The invention relates to the technical field of air conditioners, in particular to an air conditioner heating and defrosting method and an air conditioner using the same.

Background

When the air conditioner operates in heating, when the condenser frosts but the defrosting condition is not achieved in a short time, or when the air conditioner operates in a low-temperature environment, namely below a certain temperature, the air conditioner does not defrost or only defrost for a long time, at the moment, because the condenser frosts thickly, the heat exchange effect of the condenser is poor, and people feel uncomfortable. For the prior art, a defrosting sensor is generally adopted for control, and when the defrosting sensor reaches a specified temperature value, the machine enters defrosting. At present, the longest defrosting time is fixed in a plurality of defrosting logics of the air conditioner, but under partial low-temperature working conditions, because the frosting time of a condenser is long, frost cannot be completely removed within the longest defrosting time, and the frost is accumulated more and more due to the long time, so that the using effect and the comfort of the air conditioner are influenced.

Disclosure of Invention

The invention aims to provide an air conditioner heating and defrosting method and an air conditioner using the same, so that a condenser can be defrosted cleanly when frosting is thick during long-time operation, and the comfort is improved.

Specifically, the invention is realized by the following technical scheme:

an air conditioner comprises an indoor unit and an outdoor unit, wherein the indoor unit comprises an indoor heat exchanger and an indoor fan; the outdoor unit comprises a compressor, a silencer, a four-way valve, a condenser, an outdoor fan, a throttling mechanism, a condenser coil temperature sensor and an outdoor unit controller, wherein the condenser coil temperature sensor is used for monitoring the temperature of a condenser coil in real time and transmitting the monitored temperature value to the air conditioner controller in real time; the air conditioner controller is also provided with a timer, and the timer can count time or reset under the control of the air conditioner controller.

An air conditioner heating defrosting method, using the air conditioner, the method comprising:

s1: the air conditioner heating operation is carried out for a preset time;

s2: determining the total time of the air conditioner running when the temperature value of the condenser coil is less than or equal to a first preset temperature value of the condenser coil;

s3: determining the defrosting time according to the total running time of the air conditioner, and defrosting by the air conditioner according to the defrosting time;

s4: and when the defrosting process is finished or the temperature value of the condenser coil is greater than or equal to a second preset temperature value of the condenser coil, the defrosting mode is exited.

Preferably, the S1 includes:

s11: starting the air conditioner for heating operation, and starting a timer for timing;

s12: and judging whether the timing time of the timer is greater than the preset time, if so, executing S2, and if not, continuing executing S12.
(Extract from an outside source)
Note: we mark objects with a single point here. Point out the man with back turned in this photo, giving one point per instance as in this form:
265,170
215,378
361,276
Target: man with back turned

Preferably, the S2 includes:

s21: judging whether the temperature value of the condenser coil is smaller than or equal to a first preset temperature value of the condenser coil, if so, executing S22, otherwise, continuing to execute S21, and continuing to count time by the timer;

s22: the timer stops timing and saves the currently recorded time value.

Preferably, the S3 includes:

s31: the air conditioner controller reads the time value saved by the timer;

s32: resetting the timer;

s33: the air conditioner controller determines the defrosting time length according to the time value;

s34: the air conditioner enters a defrost mode.

Preferably, the S4 includes:

s41: the timer starts to time;

s42: judging whether the time value accumulated by the timer reaches the defrosting time length, if so, executing S43, and if not, continuing executing S42;

s43: the defrost mode is exited.

Preferably, in step S42, when the determination result is negative, the method further includes:

s421: and judging whether the temperature of the condenser coil is greater than or equal to a second preset temperature value of the condenser coil, if so, executing S43, and if not, executing S42.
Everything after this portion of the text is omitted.